Layers donde la dedupe importa¶
1. API ingress (REST/gRPC) → cliente reintenta StartInstance
2. Command queue → engine reintenta apply command
3. Worker fetch → job activado dos veces
4. External call → worker llama Stripe dos veces
5. Message bus → message publicado dos veces
6. Event sink → audit log con eventos duplicados
Cada layer necesita su estrategia. No hay "una" solución global.
Layer 1: API ingress idempotency¶
Idempotency-Key header (Stripe pattern)¶
POST /api/v1/instances
Idempotency-Key: e8a3-4b2f-...
{ "processDefinitionId": "order-flow", "variables": {...} }
Server-side:
CREATE TABLE api_idempotency (
key TEXT PRIMARY KEY,
tenant_id TEXT NOT NULL,
response_status INT,
response_body JSONB,
created_at TIMESTAMPTZ NOT NULL DEFAULT now()
) PARTITION BY RANGE (created_at);
-- Retention: 24h
CREATE INDEX ON api_idempotency (tenant_id, created_at);
Lookup flow:
func handleStartInstance(w http.ResponseWriter, r *http.Request) {
idemKey := r.Header.Get("Idempotency-Key")
if idemKey == "" {
// Optional; without it, server creates one or accepts duplicates
// Best practice: require for non-idempotent POSTs
idemKey = generateID()
}
// Try fetch existing response
var existing IdempotencyRecord
err := db.QueryRow(ctx,
"SELECT response_status, response_body FROM api_idempotency WHERE key=$1 AND tenant_id=$2",
idemKey, tenant).Scan(&existing.Status, &existing.Body)
if err == nil {
// Replay
w.WriteHeader(existing.Status)
w.Write(existing.Body)
return
}
// First time: execute, then store
response := executeStartInstance(...)
db.Exec(ctx,
"INSERT INTO api_idempotency (key, tenant_id, response_status, response_body) VALUES ($1, $2, $3, $4) ON CONFLICT DO NOTHING",
idemKey, tenant, response.Status, response.Body)
w.Write(response.Body)
}
Reglas:
- Key tiene scope (tenant, key) para evitar collisions entre tenants.
- TTL 24h: balance entre cobertura realista y storage.
- Race condition: dos requests concurrent con misma key → second waits, sees record from first.
Idempotency-Key debe ser único per "logical request": - Cliente decide el key (UUID v4 OK). - Mismo key ⇒ misma operación lógica. - Si payload distinto con mismo key → 409 Conflict.
Conflict detection¶
if existing != nil {
// Verify request matches original (hash of body)

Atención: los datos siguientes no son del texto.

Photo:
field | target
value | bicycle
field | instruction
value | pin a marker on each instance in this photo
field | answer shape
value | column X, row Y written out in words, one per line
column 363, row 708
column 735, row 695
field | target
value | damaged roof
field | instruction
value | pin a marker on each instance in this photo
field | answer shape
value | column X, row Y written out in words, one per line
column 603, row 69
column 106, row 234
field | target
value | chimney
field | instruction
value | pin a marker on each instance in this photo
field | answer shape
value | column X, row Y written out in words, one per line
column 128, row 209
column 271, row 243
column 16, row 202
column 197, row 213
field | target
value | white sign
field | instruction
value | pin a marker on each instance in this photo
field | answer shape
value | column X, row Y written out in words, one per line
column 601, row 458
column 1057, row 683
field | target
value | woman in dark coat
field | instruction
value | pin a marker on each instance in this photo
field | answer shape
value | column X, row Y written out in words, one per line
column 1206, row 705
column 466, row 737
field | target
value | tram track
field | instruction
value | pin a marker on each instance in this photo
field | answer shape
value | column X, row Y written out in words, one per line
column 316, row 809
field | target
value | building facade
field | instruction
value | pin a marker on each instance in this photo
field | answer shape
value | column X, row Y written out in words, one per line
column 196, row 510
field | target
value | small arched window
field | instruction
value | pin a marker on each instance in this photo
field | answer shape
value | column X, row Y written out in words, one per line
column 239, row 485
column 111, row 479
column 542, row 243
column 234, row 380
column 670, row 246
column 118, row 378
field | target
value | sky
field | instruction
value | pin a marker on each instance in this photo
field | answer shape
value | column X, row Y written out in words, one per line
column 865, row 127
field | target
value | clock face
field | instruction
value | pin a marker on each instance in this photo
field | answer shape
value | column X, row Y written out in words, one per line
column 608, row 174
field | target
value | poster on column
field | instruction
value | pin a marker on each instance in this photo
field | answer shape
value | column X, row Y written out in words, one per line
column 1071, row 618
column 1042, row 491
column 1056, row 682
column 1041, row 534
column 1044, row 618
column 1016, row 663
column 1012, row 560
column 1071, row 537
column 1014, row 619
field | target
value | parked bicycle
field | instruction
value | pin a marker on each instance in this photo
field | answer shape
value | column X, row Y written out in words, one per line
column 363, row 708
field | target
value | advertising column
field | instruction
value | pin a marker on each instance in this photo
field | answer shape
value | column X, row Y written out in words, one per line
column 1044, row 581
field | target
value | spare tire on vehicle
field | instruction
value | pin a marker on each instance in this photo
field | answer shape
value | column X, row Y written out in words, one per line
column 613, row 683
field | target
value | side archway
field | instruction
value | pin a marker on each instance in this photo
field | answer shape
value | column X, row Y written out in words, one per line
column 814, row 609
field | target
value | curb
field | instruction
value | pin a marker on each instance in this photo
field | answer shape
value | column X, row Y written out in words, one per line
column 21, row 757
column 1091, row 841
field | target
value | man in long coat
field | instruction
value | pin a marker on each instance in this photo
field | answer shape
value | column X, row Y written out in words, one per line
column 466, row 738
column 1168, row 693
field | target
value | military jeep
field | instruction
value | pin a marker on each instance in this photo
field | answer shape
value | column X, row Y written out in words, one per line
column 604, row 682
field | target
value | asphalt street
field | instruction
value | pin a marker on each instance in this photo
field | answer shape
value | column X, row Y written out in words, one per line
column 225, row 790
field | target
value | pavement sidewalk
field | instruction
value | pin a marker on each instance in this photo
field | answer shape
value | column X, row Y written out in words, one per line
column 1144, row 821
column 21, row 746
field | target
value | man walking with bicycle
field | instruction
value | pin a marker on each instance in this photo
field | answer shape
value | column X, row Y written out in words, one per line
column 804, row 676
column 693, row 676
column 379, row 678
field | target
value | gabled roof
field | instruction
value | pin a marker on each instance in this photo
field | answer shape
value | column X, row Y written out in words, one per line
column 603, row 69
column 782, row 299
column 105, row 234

if hash(reqBody) != existing.RequestHash {
return 409 Conflict
}
return cached response
}
Layer 2: Engine command queue dedup¶
El engine internal queue puede recibir un comando dos veces (e.g., crash mid-write).
Estrategia: cada command tiene deterministic ID basado en source.
CREATE TABLE command_log (
id BIGINT PRIMARY KEY,
deterministic_key TEXT UNIQUE, -- evita re-inserts
type TEXT NOT NULL,
payload JSONB NOT NULL,
position BIGSERIAL,
created_at TIMESTAMPTZ NOT NULL DEFAULT now()
);
-- Insert con ON CONFLICT DO NOTHING
INSERT INTO command_log (id, deterministic_key, type, payload)
VALUES ($1, $2, $3, $4)
ON CONFLICT (deterministic_key) DO NOTHING
RETURNING id;
Si el INSERT retorna NULL: comando duplicado, no procesar. Si retorna ID: procesar.
Replay determinism¶
Ver adrs/adr-019-replay-determinism-invariant: replay del command log debe producir mismo state. Esto implica: - Comandos tienen IDs determinísticos. - Procesamiento es función pura del state + command. - No timestamps "now()" dentro del processing — usar el timestamp del command.
Layer 3: Job activation dedup¶
Worker activa job. Crash. Otro worker activa el mismo job. Risk: doble ejecución.
Estrategia: job activation con lease.
-- Estado del job
CREATE TABLE jobs (
key BIGINT PRIMARY KEY,
type TEXT NOT NULL,
state TEXT NOT NULL, -- ACTIVATABLE, ACTIVATED, COMPLETED, FAILED
activated_by TEXT,
activated_at TIMESTAMPTZ,
deadline TIMESTAMPTZ,
retries INT NOT NULL,
variables JSONB
);
Activate con SKIP LOCKED:
UPDATE jobs
SET state = 'ACTIVATED',
activated_by = $worker_id,
activated_at = now(),
deadline = now() + interval '30 seconds'
WHERE key IN (
SELECT key FROM jobs
WHERE state = 'ACTIVATABLE' AND type = $type
ORDER BY priority DESC, key ASC
LIMIT $batch_size
FOR UPDATE SKIP LOCKED
)
RETURNING *;
Worker A activa job 123 con deadline +30s. Worker A crashea. Después de 30s, scheduler detecta deadline expired, vuelve job a ACTIVATABLE. Worker B activa.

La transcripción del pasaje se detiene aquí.